As such, some suggest the ancient builders of the Egyptian pyramids, the Nasca lines, and others were following an extraterrestrial instruction manual. Perhaps the hands that crafted these sites weren’t really of this world.
To be sure, it’s fun to think about whether aliens have visited Earth. After all, humans are on the threshold of expanding our reach in space, and places like Mars are in our sight. But the truth is, there’s no evidence suggesting that aliens have ever been here. And invoking a supernatural explanation for some of the most monumental of human achievements means skipping over the fascinating ways in which prehistoric civilizations managed to make some of the largest and most enigmatic constructions on Earth.
The ancient fortress of Sacsayhuamán contrasts with Cusco’s modern buildings.

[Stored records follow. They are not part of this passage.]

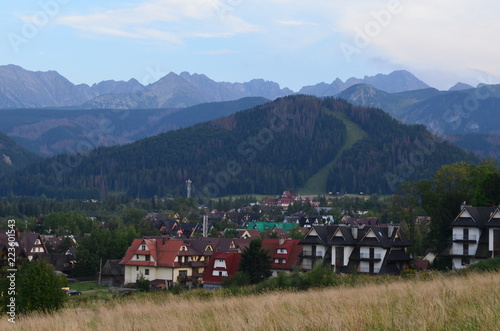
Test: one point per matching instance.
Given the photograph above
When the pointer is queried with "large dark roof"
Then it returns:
(479, 216)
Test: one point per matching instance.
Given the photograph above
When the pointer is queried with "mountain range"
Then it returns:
(294, 143)
(14, 157)
(20, 88)
(468, 117)
(48, 132)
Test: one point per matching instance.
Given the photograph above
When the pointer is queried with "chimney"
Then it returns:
(390, 230)
(354, 231)
(205, 226)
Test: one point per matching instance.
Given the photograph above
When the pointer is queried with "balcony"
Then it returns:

Outside the old Inca capital of Cusco, a fortress called Sacsayhuamán rests in the Peruvian Andes. Built from enormous stones that have been chiseled and stacked together like a jigsaw puzzle, some say Sacsayhuamán could be the work of an ancient civilization that had a little help from interstellar friends.
The 1,000-year-old interlocking fortress walls are made of rocks that weigh as much as 360 tons each, and which were carried more than 20 miles before being lifted and fit into place with laser-like precision.

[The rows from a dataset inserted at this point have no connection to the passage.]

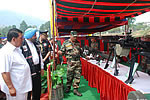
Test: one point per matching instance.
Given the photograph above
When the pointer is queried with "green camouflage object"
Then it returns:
(72, 51)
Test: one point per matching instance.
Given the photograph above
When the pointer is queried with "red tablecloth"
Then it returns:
(109, 87)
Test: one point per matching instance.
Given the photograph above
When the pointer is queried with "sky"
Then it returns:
(41, 9)
(36, 8)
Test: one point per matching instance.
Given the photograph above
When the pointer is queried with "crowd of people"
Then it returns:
(25, 57)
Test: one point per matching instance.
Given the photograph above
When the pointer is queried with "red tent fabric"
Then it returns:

How an ancient culture accomplished such a feat of engineering is a fun little problem to solve; turns out the Inca were as adept at building houses and fortified complexes as they were at watching the sky and keeping calendars. In fact, Sacsayhuamán isn’t the only example of this intricate masonry: Similar walls exist throughout the Inca Empire, including one in Cusco where a 12-angled stone has been carefully wedged into place.
More recently, archaeologists have uncovered traces of the rope-and-lever system the Inca used to transport stones from their quarries to their cities—a system that relied on strength and ingenuity, rather than alien architects.
A plane glides over an ancient spider geoglyph in the Peruvian desert.
On a high and dry plateau some 200 miles southeast of Lima, more than 800 long, straight white lines are etched into the Peruvian desert, seemingly at random. Joining them are 300 geometric shapes and 70 figures of animals, including a spider, monkey, and hummingbird.
The longest of the lines run straight as an arrow for miles. The biggest shapes stretch nearly 1,200 feet across and are best viewed from the air. Scientists suspect the Nasca drawings are as many as two millennia old, and because of their age, size, visibility from above, and mysterious nature, the lines are often cited as one of the best examples of alien handiwork on Earth. Otherwise, how would an ancient culture have been able to make such huge designs in the desert without being able to fly? And why?
Turns out, it’s rather easy to understand the how. Called geoglyphs, these enigmatic designs are made by removing the top, rust-colored layer of rocks and exposing the brighter white sand underneath.